LIMITATION OF LIABILITY
- The Seller shall not be liable for any all loss or damage suffered by the Buyer in excess of the contract price.
- Nothing contained in these Terms and Conditions shall be construed so as to limit or exclude the liability of the Seller for death or personal injury as a result of the Seller’s negligence or that of its employees or agents.

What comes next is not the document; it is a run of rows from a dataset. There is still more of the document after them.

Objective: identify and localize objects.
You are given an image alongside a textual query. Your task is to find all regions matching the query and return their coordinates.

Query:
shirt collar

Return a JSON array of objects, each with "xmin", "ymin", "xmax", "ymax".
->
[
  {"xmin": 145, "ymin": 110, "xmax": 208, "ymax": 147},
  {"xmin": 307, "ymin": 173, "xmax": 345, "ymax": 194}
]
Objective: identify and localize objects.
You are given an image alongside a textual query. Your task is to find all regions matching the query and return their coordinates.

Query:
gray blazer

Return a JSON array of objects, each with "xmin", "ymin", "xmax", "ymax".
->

INTELLECTUAL PROPERTY RIGHTS
All Intellectual Property Rights produced from or arising as a result of the performance of this Agreement shall, unless explicitly written between both Buyer and Seller, become the absolute property of the Buyer and/or end user of Goods. The Seller shall do all that is reasonably necessary to ensure that such rights are executed by using the appropriate instruments or the making of agreements with third parties. Furthermore, any content provided by Seller is not necessarily intended to represent any views or opinions by the Seller. The Seller does not claim any level of accuracy, legitimacy of statements, or make any other content claims, as these will all reside with the Buyer.

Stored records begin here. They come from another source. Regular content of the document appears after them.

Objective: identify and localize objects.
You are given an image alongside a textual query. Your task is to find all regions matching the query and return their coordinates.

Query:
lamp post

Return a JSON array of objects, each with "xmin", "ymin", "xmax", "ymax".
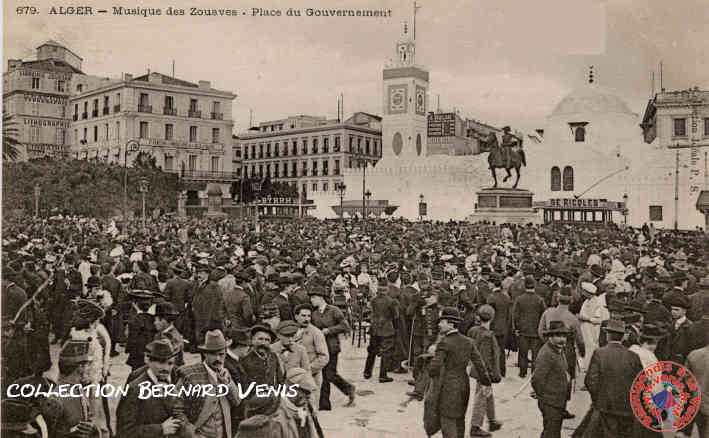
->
[
  {"xmin": 123, "ymin": 140, "xmax": 140, "ymax": 234},
  {"xmin": 251, "ymin": 180, "xmax": 261, "ymax": 234},
  {"xmin": 34, "ymin": 184, "xmax": 40, "ymax": 217},
  {"xmin": 419, "ymin": 193, "xmax": 425, "ymax": 222},
  {"xmin": 335, "ymin": 181, "xmax": 347, "ymax": 221},
  {"xmin": 138, "ymin": 177, "xmax": 148, "ymax": 228}
]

The Seller shall not be liable for any delay or failure to perform any of its obligations if the delay or failure results from events or circumstances outside its reasonable control, including but not limited to acts of God, strikes, lock outs, accidents, war, fire, breakdown of plant or machinery or shortage or unavailability of raw materials from a natural source of supply, and the Seller shall be entitled to a reasonable extension of its obligations. If the delay persists for such time as the Seller considers unreasonable, it may, without liability on its part, terminate the contract.
RELATIONSHIP OF PARTIES
Nothing contained in these Terms and Conditions shall be construed as establishing or implying any partnership or joint venture between the parties and nothing in these Terms and Conditions shall be deemed to construe either of the parties as the agent of the other.
ASSIGNMENT AND SUB-CONTRACTING
The contract between the Buyer and Seller for the sale of Goods shall not be assigned or transferred, nor the performance of any obligation sub-contracted, in either case by the Buyer, without the prior written consent of the Seller.

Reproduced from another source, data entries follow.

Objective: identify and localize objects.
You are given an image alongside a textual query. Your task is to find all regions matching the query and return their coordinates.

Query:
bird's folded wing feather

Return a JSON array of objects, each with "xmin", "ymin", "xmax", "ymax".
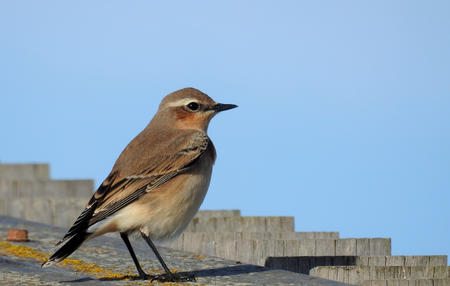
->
[{"xmin": 58, "ymin": 132, "xmax": 209, "ymax": 244}]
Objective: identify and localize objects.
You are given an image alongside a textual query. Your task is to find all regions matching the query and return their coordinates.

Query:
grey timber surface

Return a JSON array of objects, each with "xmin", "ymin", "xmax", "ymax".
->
[
  {"xmin": 0, "ymin": 163, "xmax": 50, "ymax": 180},
  {"xmin": 197, "ymin": 238, "xmax": 391, "ymax": 266},
  {"xmin": 310, "ymin": 266, "xmax": 450, "ymax": 285},
  {"xmin": 186, "ymin": 216, "xmax": 294, "ymax": 232},
  {"xmin": 362, "ymin": 278, "xmax": 450, "ymax": 286},
  {"xmin": 0, "ymin": 216, "xmax": 345, "ymax": 286},
  {"xmin": 264, "ymin": 255, "xmax": 447, "ymax": 274}
]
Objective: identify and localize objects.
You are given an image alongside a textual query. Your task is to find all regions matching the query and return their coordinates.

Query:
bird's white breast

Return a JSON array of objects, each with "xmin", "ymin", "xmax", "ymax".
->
[{"xmin": 108, "ymin": 154, "xmax": 214, "ymax": 241}]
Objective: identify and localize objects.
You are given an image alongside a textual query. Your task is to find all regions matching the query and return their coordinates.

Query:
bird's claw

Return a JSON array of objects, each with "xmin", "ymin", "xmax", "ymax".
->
[{"xmin": 152, "ymin": 273, "xmax": 196, "ymax": 282}]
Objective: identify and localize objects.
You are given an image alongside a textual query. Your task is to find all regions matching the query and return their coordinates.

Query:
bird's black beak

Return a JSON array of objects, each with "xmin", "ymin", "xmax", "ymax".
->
[{"xmin": 211, "ymin": 103, "xmax": 237, "ymax": 112}]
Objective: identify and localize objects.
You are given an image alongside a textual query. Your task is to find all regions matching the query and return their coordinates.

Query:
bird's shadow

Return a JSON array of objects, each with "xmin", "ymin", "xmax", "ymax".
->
[{"xmin": 60, "ymin": 264, "xmax": 270, "ymax": 283}]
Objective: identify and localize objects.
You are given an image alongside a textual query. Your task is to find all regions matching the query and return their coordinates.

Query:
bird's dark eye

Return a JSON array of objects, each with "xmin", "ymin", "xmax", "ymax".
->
[{"xmin": 187, "ymin": 102, "xmax": 200, "ymax": 111}]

The failure by either party to enforce at any time or for any period any one or more of the Terms and Conditions herein shall not be a waiver of them or of the right at any time subsequently to enforce all Terms and Conditions of this Agreement.
If any term or provision of these Terms and Conditions is held invalid, illegal or unenforceable for any reason by any court of competent jurisdiction such provision shall be severed and the remainder of the provisions hereof shall continue in full force and effect as if these Terms and Conditions had been agreed with the invalid, illegal or unenforceable provision eliminated.
GOVERNING LAW AND JURISDICTION
This Agreement shall be governed by and construed in accordance with the laws of the United States and the parties hereby submit to the exclusive jurisdiction of the United States courts.